Hoje foi dia de cinema brasileiro no Festival de Cannes. A sessão de imprensa de “Cinco Vezes Favela – Por Nós Mesmos”, exibido fora de competição, não atraiu muita atenção dos jornalistas estrangeiros - teve menos da metade da sala ocupada. O filme reúne cinco curtas-metragens realizados por moradores de favelas no Rio, selecionados a partir de oficinas de cinema ministradas a partir de 2007.

Num ato generoso, Cacá Diegues, idealizador e produtor do filme, não participou da roda de entrevistas com os diretores. Como no filme, deixou-os defenderem seus filmes. Mais tarde, comparou o filme com o “Cinco Vezes Favela” original (1962), que tinha curtas dele e Joaquim Pedro de Andrade, entre outros.

“Entre um filme e outro, há quase 50 anos. Muita coisa mudou: o mundo, o Brasil, o cinema e a própria favela. Nosso primeiro filme era um projeto generoso, antenado, mas feito por jovens de classe média. Este novo é uma visão de dentro, em que esses diretores tentam construir sua própria identidade”, explicou. Para isso, seu desafio foi dar a eles “as mesmas condições de produção que eu tenho para fazer meus filmes”.

Apesar de uma certa ingenuidade no jogo dos atores, os curtas trazem às tona questões vistas ou vividas pelos diretores: o jovem padeiro que passa na faculdade de Direito, não tem dinheiro nem para comprar os livros e é tentado a vender drogas para os colegas (“Fonte de Renda”, de Manaíra Carneiro, da comunidade de Heliópolis, e Wagner Novais, de Taquara); o menino que se vira para comprar um frango de presente de aniversário ao pai (“Arroz com Feijão”, de Rodrigo Felha, de Cidade de Deus, e Cacau Amaral, de Caxias); os amigos que vivem a infância juntos e passam para lados diferentes da lei, um traficante e outro policial (“Concerto para Violino”, de Luciano Vidigal, do Vidigal); a rivalidade entre quadrilhas de morros vizinhos (“Deixa Voar”, de Cadu Barcelos, do “Complexo da Maré”); a falta de luz na favela, que paralisa todas as atividades na comunidade (“Acende a Luz”, de Luciana Bezerra, do Vidigal).

“Como todo mundo está cansado de ver favela no cinema, eu quis humanizar os estereótipos que ainda existem sobre os moradores.
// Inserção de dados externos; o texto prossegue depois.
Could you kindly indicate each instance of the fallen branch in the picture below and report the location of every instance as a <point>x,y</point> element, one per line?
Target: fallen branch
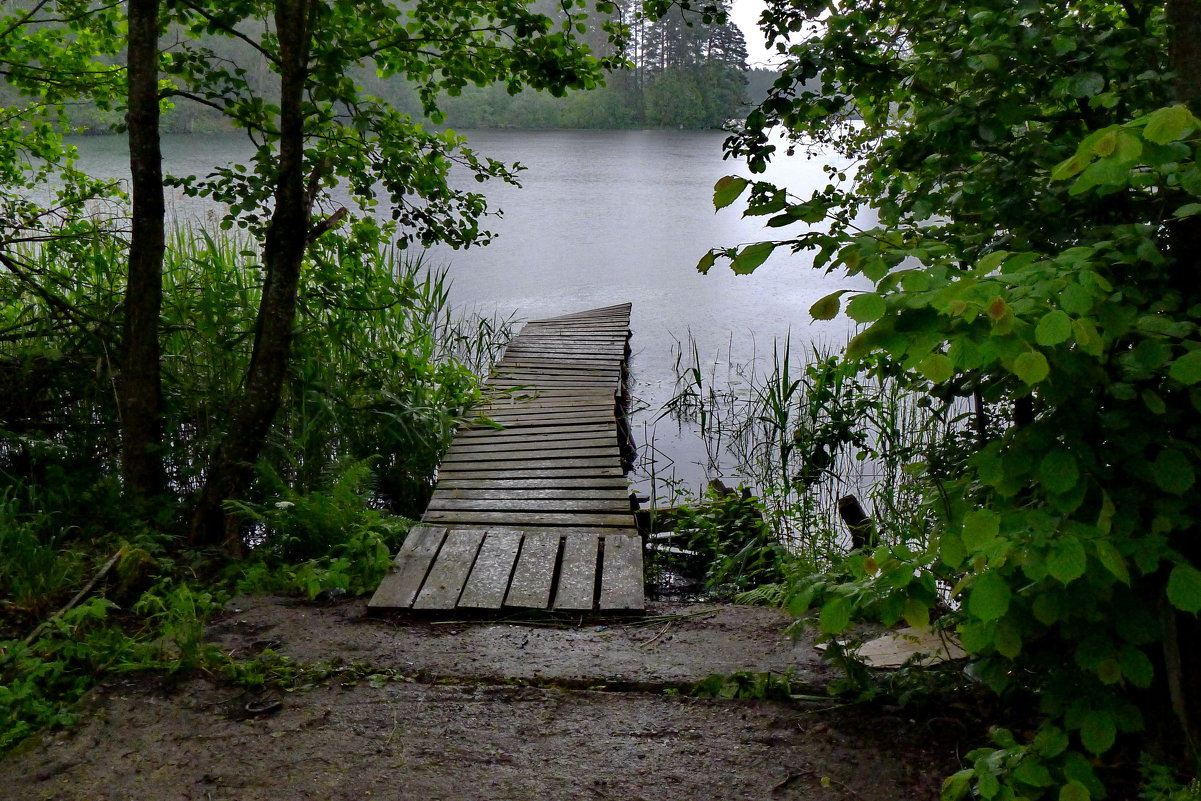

Há um conflito entre os amigos, mas não um conflito de classes, não é uma história de ódio”, diz Luciano Vidigal, que atuou em filmes de Cacá Diegues como “Orfeu” e “Veja Esta Canção”. “Já vivi situações como ser obrigado a dar calote no ônibus. Mas meu personagem não podia ser depreciativo. Não é um cara de baixa autoestima, é um rapaz inteligente que não perde sua originalidade”, diz Wagner Novais sobre o personagem do padeiro que entra na faculdade.

Os jovens trocaram entre si experiências, atores e até locações entre suas favelas. Barcellos, morador do Complexo da Maré, precisava de um morro mais plano como locação e optou por filmar em Cidade de Deus. “É importante dizer que não somos só intuitivos, chegamos lá e fizemos o filme. A gente estuda, lê, vê filme, se prepara”, diz Novais.

“Cinco Vezes Favela” tem uma linguagem por vezes ingênua – afinal, seus diretores ainda são iniciantes. Ainda que o espectador brasileiro já esteja um pouco cansado dos filmes de favela e prefira outras temáticas, o projeto tem o mérito mais que louvável de trazer esse olhar de dentro, para além da visão de diretores de classe alta como Fernando Meirelles, Walter Salles e Bruno Barreto.